To try to reduce the load of the DDFT onto the navicular bone, an egg bar shoe with a four- to five-degree wedge pad is applied to the foot immediately following surgery. Physical therapy in the form of hand-walking exercise is initiated 72 hours following surgery in order to minimize adhesion formation and re-introduce normal gliding to the tendon. A typical case will begin hand-walking exercise five minutes a day with five-minute increments every week until reaching 25-30 minutes, at which time walking exercise under saddle followed by trot work is instituted. The navicular bursa is typically injected with Polyglycan® (2.5 mls) two and six weeks following surgery. In cases where either articular erosions or significant inflammation/edema are identified, the horse is treated with Tildren® given once intravenously (500 mg) either immediately before or following surgery, and again four months later. As the horse re-enters more active controlled exercise, the degree of the heel wedge is reduced by one degree (usually every five to six weeks) until reaching two degrees. Other treatments include the use of IM Adequan® (500 mg [one vial] given IM once every four days for seven treatments) or oral nutraceuticals. Follow-up examinations including ultrasound examinations are typically performed every six to eight weeks. Based on these, the exercise protocol is modified. Return to full exercise is dependent on the degree of the injury but typically a minimum of four to six months is required.
Wright IM, Phillips TJ, Walmsley JP. Endoscopy of the navicular bursa; a new technique for treatment of contaminated and septic bursae. Equine Vet J 1999; 31: 5-11.
Smith MRW, Wright IM, and Smith RKW. Endoscopic assessment and treatment of lesions of the deep digital flexor tendon in the navicular bursae of 20 lame horses. Equine Vet J 2007; 39:18-24.
Cruz AM, et al. Podotrochlear Bursa Endoscopy in the Horse: A Cadaver Study. Vet Surg 2001; 30(6):539-545.

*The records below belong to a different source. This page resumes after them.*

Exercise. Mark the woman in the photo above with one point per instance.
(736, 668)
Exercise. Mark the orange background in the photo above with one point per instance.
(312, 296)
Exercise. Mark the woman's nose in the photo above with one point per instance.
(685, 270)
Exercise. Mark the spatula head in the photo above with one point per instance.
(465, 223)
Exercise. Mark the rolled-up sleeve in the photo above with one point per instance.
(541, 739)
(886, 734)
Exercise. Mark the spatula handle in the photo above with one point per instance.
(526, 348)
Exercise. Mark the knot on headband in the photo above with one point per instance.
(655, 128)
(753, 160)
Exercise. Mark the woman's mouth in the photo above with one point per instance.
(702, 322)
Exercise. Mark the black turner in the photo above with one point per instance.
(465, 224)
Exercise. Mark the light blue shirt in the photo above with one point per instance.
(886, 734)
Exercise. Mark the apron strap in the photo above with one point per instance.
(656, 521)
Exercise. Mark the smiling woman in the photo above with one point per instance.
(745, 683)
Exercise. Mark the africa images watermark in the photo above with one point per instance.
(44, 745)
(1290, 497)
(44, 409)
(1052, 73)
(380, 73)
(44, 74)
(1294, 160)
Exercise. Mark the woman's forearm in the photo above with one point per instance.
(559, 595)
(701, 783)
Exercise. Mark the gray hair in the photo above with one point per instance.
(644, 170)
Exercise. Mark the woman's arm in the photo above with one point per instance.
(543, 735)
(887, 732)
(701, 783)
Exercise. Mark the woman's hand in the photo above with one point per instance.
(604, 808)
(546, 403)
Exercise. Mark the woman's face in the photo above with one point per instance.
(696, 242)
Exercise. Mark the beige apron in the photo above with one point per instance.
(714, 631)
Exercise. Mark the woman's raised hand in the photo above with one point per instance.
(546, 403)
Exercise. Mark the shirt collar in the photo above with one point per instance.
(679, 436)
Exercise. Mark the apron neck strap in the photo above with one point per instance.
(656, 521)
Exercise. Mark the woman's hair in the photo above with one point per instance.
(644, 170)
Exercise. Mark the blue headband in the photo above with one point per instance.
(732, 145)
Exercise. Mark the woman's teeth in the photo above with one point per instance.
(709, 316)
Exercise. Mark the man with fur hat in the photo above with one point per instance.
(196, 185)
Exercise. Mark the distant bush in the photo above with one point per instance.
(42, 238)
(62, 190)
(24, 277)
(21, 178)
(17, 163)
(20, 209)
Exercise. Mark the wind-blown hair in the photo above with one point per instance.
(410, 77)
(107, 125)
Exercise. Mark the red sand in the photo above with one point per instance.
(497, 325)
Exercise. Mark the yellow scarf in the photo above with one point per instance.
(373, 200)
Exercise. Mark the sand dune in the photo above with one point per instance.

Rossignol F and Perrin R. Tenoscopy of the navicular bursa: Endoscopic approach and anatomy. J Equine Vet Science 2003; 23(6):258-265.
Smith MRW, Wright IM. Endoscopic evaluation of the navicular bursa: Observations, treatment and outcome in 92 cases with identified pathology. Equine Vet J 2012; 44: 339-345.
Holowinski ME, Solano M, Maranda LS, García-López JM. Magnetic Resonance Imaging of Navicular Bursa Adhesions. Vet Rad & Ultrasound 2012; 53(5): 566-572.